El cantante recuerda que una vez un hombre se fue ofendido del teatro porque El Chino había sacado a bailar a la mujer que lo acompañaba. "Que un espectador se tome en serio esa situación, que crea que un tipo con ese jopo y esos bigotitos habla en serio, nos da material para trabajar sobre el concepto de amor que tienen las personas. Son temas que nos sirven para desarrollar en el show."

-¿Alguna vez le respondieron alguna barbaridad que lo haya sacado de libreto?

Viola: -Muy pocas veces. Pero si El Chino escucha alguna grosería, no responde. Este personaje no entiende esos códigos; no entra en ese juego.

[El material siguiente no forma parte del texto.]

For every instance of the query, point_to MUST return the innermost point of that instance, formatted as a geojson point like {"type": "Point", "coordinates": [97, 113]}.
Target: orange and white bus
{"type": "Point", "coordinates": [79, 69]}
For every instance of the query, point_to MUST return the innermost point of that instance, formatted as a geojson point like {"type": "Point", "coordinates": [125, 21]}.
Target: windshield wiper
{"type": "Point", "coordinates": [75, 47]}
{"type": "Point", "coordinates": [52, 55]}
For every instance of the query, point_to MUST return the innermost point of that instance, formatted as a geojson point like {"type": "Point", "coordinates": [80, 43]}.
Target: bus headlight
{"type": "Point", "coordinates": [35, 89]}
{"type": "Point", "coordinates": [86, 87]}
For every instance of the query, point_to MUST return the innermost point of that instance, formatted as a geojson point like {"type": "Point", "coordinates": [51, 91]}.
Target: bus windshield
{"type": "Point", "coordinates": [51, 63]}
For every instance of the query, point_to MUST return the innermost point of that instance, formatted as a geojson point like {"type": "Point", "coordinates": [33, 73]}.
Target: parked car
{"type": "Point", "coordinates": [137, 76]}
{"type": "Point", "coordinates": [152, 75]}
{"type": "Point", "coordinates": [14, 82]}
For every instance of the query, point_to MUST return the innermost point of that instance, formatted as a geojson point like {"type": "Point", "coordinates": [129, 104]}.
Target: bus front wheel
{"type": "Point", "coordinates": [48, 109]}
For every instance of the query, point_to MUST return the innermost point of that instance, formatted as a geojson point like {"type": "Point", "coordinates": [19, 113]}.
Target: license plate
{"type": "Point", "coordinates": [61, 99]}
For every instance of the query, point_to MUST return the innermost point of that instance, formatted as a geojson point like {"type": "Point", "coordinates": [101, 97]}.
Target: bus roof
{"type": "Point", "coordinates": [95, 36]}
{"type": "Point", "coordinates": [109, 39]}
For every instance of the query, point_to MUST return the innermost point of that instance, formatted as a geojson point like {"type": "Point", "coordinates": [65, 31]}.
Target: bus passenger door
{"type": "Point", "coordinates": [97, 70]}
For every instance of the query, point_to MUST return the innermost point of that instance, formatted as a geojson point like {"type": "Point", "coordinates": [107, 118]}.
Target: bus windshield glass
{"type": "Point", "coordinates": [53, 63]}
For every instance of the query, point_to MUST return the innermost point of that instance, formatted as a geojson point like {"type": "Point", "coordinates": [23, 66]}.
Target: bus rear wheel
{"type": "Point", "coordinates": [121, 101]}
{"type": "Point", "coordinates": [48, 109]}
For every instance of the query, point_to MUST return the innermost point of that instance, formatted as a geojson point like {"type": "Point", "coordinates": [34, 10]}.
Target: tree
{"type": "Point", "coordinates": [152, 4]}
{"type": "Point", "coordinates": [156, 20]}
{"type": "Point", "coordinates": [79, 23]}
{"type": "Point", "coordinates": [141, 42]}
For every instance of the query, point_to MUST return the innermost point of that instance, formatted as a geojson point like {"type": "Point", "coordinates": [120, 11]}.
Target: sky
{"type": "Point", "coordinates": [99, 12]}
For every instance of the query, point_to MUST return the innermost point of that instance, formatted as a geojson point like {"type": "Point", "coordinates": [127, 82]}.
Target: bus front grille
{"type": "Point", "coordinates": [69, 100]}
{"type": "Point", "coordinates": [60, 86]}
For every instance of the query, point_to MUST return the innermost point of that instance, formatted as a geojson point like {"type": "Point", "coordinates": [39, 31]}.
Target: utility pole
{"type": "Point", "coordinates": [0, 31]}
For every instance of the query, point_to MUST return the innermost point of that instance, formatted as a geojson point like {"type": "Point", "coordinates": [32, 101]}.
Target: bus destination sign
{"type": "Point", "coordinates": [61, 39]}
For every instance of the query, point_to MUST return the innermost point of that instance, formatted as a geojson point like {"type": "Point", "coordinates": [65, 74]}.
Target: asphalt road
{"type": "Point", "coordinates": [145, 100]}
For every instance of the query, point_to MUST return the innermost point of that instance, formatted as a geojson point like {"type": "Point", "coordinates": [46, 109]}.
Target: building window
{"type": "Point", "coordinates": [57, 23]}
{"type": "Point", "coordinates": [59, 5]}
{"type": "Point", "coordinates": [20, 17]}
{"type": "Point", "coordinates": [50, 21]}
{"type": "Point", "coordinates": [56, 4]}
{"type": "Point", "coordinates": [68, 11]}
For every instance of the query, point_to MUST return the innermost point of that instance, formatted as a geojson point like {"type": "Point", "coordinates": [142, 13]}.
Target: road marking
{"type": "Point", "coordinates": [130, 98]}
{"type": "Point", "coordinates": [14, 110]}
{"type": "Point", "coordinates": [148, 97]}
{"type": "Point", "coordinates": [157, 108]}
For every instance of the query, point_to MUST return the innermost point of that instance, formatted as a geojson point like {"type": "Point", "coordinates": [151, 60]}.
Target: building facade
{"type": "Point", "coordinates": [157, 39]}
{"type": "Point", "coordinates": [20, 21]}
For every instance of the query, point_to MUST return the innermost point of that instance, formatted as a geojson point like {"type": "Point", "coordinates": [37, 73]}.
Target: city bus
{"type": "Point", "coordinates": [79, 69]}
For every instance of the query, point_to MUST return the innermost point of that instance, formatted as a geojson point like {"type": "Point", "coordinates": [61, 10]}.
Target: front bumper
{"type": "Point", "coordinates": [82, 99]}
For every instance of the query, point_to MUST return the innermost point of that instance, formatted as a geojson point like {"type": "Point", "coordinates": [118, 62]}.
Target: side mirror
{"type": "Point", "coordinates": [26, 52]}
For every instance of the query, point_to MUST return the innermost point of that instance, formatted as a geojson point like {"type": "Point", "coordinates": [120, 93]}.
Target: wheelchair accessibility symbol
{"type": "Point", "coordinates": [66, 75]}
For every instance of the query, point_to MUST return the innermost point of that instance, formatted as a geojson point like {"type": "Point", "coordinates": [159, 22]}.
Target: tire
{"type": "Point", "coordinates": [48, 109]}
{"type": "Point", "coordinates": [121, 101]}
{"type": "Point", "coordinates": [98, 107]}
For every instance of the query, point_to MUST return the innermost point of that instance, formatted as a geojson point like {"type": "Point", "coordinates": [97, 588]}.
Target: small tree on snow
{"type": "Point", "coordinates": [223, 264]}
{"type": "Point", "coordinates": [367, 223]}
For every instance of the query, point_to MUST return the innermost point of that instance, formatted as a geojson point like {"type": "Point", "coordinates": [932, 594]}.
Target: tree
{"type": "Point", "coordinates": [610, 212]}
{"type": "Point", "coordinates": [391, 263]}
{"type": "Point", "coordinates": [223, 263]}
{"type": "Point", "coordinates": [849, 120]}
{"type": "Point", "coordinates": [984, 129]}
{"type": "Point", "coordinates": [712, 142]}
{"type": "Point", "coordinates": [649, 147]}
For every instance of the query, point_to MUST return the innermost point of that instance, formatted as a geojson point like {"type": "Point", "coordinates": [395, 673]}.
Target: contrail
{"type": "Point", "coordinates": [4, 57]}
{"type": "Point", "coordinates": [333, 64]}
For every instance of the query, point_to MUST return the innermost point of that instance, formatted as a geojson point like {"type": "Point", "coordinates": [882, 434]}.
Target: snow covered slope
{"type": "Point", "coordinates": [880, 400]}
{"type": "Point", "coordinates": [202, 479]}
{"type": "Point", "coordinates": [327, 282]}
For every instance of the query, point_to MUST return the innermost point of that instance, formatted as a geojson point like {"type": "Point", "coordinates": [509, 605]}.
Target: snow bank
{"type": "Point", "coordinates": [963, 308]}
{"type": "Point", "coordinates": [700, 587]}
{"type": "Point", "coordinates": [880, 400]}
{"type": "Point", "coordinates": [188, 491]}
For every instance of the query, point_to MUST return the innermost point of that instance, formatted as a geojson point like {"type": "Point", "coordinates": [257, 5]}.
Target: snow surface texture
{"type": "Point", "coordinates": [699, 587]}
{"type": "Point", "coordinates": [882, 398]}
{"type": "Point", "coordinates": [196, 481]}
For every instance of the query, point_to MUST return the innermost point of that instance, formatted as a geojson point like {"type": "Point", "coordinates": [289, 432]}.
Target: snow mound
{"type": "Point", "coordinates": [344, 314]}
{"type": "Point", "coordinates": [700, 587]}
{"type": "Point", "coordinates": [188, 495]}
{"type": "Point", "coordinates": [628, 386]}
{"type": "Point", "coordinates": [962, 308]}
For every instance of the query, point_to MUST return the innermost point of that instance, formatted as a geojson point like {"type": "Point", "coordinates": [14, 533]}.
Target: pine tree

Fiks: -Alguno no reaccionó con nosotros, sino con su pareja. En una fiesta, cuando El Chino le preguntó a una mujer qué hacía inolvidable a su marido, respondió: sus infidelidades. Quedamos todos en silencio.

-En Karabali... cantan "Siboney", "María la O", "La comparsa", "Arrullo de palma", entre otras canciones. ¿Por qué eligieron el repertorio de Lecuona para festejar los veinte años del grupo?

Viola: -Después de nuestra primera gira por España, en 2007, quería hacer algo nuevo. Por sugerencia de la directora Helena Tritek, surgió la idea de estudiar la obra de Lecuona. Ya habíamos tocado algunos temas suyos, así que sabíamos de qué se trataba. Pero no lo conocíamos en profundidad. Como la etapa de la investigación me gusta mucho, me metí de cabeza. Desde el primer momento me di cuenta de que era el indicado. Pero nos llevó más de un año armar el espectáculo. Hicimos como cuarenta repertorios. Cada tema tiene su historia, que nosotros recreamos y tratamos que sea una pintura para el espectador. Fue un trabajo muy minucioso, tema por tema. Como director, necesitaba un desafío. Sentí que el espectáculo iba a ser otro punto de inflexión en nuestra historia. Si hubiéramos sentido necesidad de abordar el tango, lo hubiéramos hecho. Aunque hasta ahora hicimos boleros, no nos ponemos límites.

Fiks: -Antes de que surgiera lo de Lecuona, habíamos pensado hacer arreglos para tocar los temas de repertorios anteriores con una orquesta sinfónica. Tal vez lo hagamos algún día.